Between January 2008 and June 2014, 513,558 primary unilateral, 33,977 bilateral, and 32,494 revision TKA patients met selection criteria. The overall percentage receiving a transfusion was 14.1% for unilateral, 36.3% for bilateral, and 20.0% for revision procedures. Logistic regression showed patients aged >65 years, female gender, Northeastern location, large hospitals, and higher Charlson score to be significantly associated with higher transfusion risk. Although overall risk of transfusion decreased over the study period, patients with Charlson score ≥3 were at 2.27 (primary unilateral), 1.88 (bilateral), and 2.44 (revision) greater odds of transfusion compared with healthy controls (Charlson score = 0). Generalized linear models showed an incremental total hospitalization cost among those receiving a transfusion of $2477, $4235, and $8594, respectively, compared with those without transfusion.

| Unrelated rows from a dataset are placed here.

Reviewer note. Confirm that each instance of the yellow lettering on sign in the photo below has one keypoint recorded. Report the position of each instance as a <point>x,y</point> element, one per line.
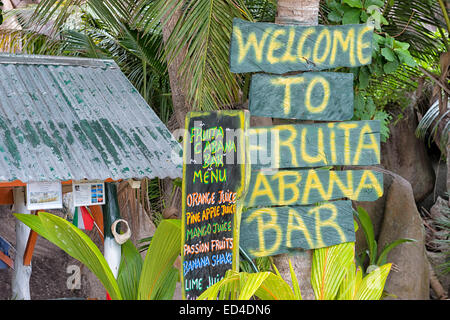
<point>347,127</point>
<point>326,95</point>
<point>301,43</point>
<point>347,45</point>
<point>262,188</point>
<point>320,157</point>
<point>332,142</point>
<point>282,186</point>
<point>296,223</point>
<point>287,82</point>
<point>288,57</point>
<point>363,45</point>
<point>313,182</point>
<point>367,131</point>
<point>372,183</point>
<point>324,34</point>
<point>330,222</point>
<point>347,190</point>
<point>285,143</point>
<point>274,45</point>
<point>262,227</point>
<point>258,46</point>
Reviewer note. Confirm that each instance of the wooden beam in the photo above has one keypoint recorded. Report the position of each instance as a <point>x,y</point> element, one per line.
<point>7,260</point>
<point>18,183</point>
<point>29,249</point>
<point>97,213</point>
<point>6,196</point>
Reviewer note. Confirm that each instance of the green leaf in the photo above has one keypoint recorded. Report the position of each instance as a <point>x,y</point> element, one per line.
<point>378,3</point>
<point>382,258</point>
<point>364,77</point>
<point>405,57</point>
<point>275,288</point>
<point>353,3</point>
<point>390,67</point>
<point>162,252</point>
<point>351,16</point>
<point>129,271</point>
<point>295,284</point>
<point>329,267</point>
<point>372,285</point>
<point>367,226</point>
<point>388,54</point>
<point>334,16</point>
<point>77,244</point>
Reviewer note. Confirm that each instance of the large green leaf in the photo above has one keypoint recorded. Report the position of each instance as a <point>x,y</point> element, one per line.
<point>367,226</point>
<point>75,243</point>
<point>129,271</point>
<point>372,285</point>
<point>162,252</point>
<point>329,267</point>
<point>295,284</point>
<point>243,286</point>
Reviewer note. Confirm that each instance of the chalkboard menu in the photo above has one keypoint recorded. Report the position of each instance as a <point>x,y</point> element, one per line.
<point>213,181</point>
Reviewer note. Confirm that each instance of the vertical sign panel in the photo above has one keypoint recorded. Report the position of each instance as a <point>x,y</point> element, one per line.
<point>274,230</point>
<point>213,181</point>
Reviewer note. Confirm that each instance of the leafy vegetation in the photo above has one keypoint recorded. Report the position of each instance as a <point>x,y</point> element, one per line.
<point>375,260</point>
<point>334,276</point>
<point>151,279</point>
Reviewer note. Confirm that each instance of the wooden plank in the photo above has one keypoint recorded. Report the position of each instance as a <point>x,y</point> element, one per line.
<point>29,249</point>
<point>275,48</point>
<point>271,231</point>
<point>302,187</point>
<point>97,213</point>
<point>308,96</point>
<point>315,145</point>
<point>7,260</point>
<point>214,178</point>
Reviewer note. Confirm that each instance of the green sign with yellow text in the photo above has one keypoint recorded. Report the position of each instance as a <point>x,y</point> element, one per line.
<point>275,48</point>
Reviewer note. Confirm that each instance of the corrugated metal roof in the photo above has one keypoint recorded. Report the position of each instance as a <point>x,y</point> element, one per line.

Transfusion risk remains a significant burden in select patient populations and procedures. The incremental cost of receiving a transfusion is significant, including not only direct costs but also staff time and increased hospital resource use.
本研究评估了初次单侧、同期双侧及翻修全膝关节置换术(TKA)中自体输血和异体输血的相对风险、住院并发症以及住院总费用的增加情况。
利用Premier Perspective数据库,我们确定了接受初次单侧、同期双侧或翻修TKA手术的成年人。采用逻辑回归分析,控制患者和医院特征,以确定自体或异体输血的风险。在控制相同因素的情况下,广义线性模型预测了与输血相关的住院总费用增加情况。
在2008年1月至2014年6月期间,513,558例初次单侧、33,977例双侧和32,494例翻修TKA患者符合入选标准。单侧手术接受输血的总体比例为14.1%,双侧为36.3%,翻修手术为20.0%。逻辑回归显示,年龄>65岁、女性、位于东北部、大型医院以及较高的Charlson评分与较高的输血风险显著相关。尽管在研究期间输血的总体风险有所下降,但Charlson评分为≥3的患者与健康对照组(Charlson评分为0)相比,输血的几率分别高2.27倍(初次单侧)、1.88倍(双侧)和2.44倍(翻修)。广义线性模型显示,与未输血者相比,接受输血者的住院总费用分别增加2477美元、4235美元和8594美元。
输血风险在特定患者群体和手术中仍然是一个重大负担。接受输血的额外费用很高,不仅包括直接费用,还包括工作人员时间和医院资源使用的增加。